To identify original sin simply with disobedience is to head down a dangerous road. I have been puzzled at times, in the confessional, to hear an elderly lady confess to being disobedient. Perhaps I should have asked them what they meant, but I have never had the nerve. I suspect that they were confessing to not doing what their husbands told them, to which I should have asked “Why should you?” This attitude is probably rooted in the old promise now, thank God, removed from the marriage service, “to love, honour, and OBEY”, a promise which, I suspect, has given rise to a huge amount of domestic abuse in its time.
Obedience is a tricky concept. Members of religious orders take a vow of obedience; secular priests and deacons promise obedience and respect to our bishop. What does this mean? The word obedience comes from the Latin obaudire, of which the audire part means “to hear”. In other words, obedience entails hearing what the other person says and responding appropriately. Despite what many superiors, I imagine, and many bishops, definitely, have tended to claim, it does not entitle them to tell people to do anything and everything, and to expect them to do it. Blind obedience may be necessary on a battlefield, where everyone’s life may depend on an instinctive response—though even there soldiers have been punished for obeying unjust orders—but it has no place in Holy Church, where all parties must act in accordance with conscience, which must have its basis in the will of God which never condones or demands unjust behaviour.
Another thought: is it reasonable, indeed necessary, to assume that God would have, at some point, freely given human beings the fruit of the tree of knowledge?
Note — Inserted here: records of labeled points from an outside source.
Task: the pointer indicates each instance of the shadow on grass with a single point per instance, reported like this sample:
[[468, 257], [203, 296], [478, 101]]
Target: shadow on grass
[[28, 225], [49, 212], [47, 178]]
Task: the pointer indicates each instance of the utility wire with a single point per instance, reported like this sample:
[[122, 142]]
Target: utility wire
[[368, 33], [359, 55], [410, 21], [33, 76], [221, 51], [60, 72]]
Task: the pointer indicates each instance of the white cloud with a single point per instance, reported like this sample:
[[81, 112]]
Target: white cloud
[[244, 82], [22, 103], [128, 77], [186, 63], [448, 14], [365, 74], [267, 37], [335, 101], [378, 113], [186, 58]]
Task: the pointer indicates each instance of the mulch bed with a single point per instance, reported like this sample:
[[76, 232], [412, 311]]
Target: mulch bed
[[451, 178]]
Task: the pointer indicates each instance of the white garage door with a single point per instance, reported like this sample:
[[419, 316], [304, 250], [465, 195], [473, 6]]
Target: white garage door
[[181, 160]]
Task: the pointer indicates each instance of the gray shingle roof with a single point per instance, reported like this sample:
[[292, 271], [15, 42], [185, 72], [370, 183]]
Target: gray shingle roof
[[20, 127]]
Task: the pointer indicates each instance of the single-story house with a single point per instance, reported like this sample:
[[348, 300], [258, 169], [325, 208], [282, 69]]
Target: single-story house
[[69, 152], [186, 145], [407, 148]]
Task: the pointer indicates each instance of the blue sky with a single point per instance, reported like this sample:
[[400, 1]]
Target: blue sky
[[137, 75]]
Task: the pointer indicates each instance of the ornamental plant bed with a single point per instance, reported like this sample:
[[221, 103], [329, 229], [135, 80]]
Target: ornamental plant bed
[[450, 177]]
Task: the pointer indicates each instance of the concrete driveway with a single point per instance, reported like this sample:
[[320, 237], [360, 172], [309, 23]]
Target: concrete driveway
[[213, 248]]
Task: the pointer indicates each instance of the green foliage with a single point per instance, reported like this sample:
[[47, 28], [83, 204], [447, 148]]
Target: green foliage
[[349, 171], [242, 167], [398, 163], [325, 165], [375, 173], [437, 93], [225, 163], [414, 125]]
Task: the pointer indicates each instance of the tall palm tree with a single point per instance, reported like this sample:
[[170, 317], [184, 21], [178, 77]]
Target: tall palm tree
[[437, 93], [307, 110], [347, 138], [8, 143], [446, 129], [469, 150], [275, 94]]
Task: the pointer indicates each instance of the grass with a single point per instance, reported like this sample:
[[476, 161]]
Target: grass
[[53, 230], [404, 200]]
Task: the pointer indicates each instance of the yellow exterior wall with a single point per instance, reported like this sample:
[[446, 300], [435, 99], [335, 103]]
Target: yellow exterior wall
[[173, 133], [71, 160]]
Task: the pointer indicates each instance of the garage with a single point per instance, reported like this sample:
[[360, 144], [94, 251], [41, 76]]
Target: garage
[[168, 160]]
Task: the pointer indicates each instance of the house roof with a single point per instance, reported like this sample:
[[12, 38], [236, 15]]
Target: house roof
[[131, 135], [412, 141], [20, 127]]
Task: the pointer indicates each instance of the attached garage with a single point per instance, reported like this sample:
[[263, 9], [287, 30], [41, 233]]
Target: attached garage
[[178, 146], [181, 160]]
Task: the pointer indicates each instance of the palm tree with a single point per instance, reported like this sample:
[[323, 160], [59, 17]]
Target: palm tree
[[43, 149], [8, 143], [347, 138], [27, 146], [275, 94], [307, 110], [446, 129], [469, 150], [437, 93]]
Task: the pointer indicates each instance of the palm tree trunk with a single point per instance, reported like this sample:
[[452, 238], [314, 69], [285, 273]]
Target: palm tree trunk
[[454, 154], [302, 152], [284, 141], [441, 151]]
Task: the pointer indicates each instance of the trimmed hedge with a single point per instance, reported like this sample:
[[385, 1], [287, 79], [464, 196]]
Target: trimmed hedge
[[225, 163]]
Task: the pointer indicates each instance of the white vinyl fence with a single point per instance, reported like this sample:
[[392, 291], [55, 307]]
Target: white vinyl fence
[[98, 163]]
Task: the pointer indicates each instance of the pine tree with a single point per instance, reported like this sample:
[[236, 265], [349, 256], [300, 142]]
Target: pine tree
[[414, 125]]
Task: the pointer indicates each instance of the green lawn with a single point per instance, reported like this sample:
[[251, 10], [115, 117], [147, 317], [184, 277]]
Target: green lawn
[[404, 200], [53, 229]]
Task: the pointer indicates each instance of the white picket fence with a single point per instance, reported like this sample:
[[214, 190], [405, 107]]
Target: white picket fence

Without it, human beings would have been trapped in an eternal childhood, innocent, but essentially without free will. Our Lord tells His disciples that they must have the simplicity, the openness, the enthusiasm, the spirit of wonder which children have, but He also warns them to be as shrewd as serpents. At some point, the fruit of the tree of knowledge of good and evil had to be eaten: the fault lay in seizing it, instead of waiting to receive it as a gift.
Taking, receiving, thinking, acting, speaking, ordering, obeying, must all be in accordance with the will of God. Hence, Jesus says that anyone who does that will is His brother, sister, and mother. Why His mother? Because she is the only one to have fulfilled that will perfectly, as expressed in her response to the angel: “Let it be done to me according to your word”. Thus, she who was “fully graced” renewed her total commitment to God’s will. If we were able to live a similar commitment, we should be as close to Jesus as is Our Lady.
People also wonder who the brothers and sisters of Jesus may have been, causing some to question Mary’s perpetual virginity, others to make Joseph a widower with children at the time of his betrothal to Our Lady. This displays the limitations of the western world’s concept of family. A Ugandan priest who lodged with me told me that he would be greeted by strangers in a village with the words “I am your brother/sister. My father is such and such, my mother is such and such who is related to your father: I am your brother.”
Notice too that, at the foot of the cross, there stood, according to St. John, “His mother’s sister, Mary the wife of Clopas”. We surely cannot assume that Joachim and Anne, if those were indeed the names of Our Lady’s parents, were so lacking in imagination that they had two daughters and called them both Mary. Mrs. Clopas must be, at best, Our Lady’ cousin. No one needs to get their nether garments in a twist over the “brothers and sisters” of Jesus.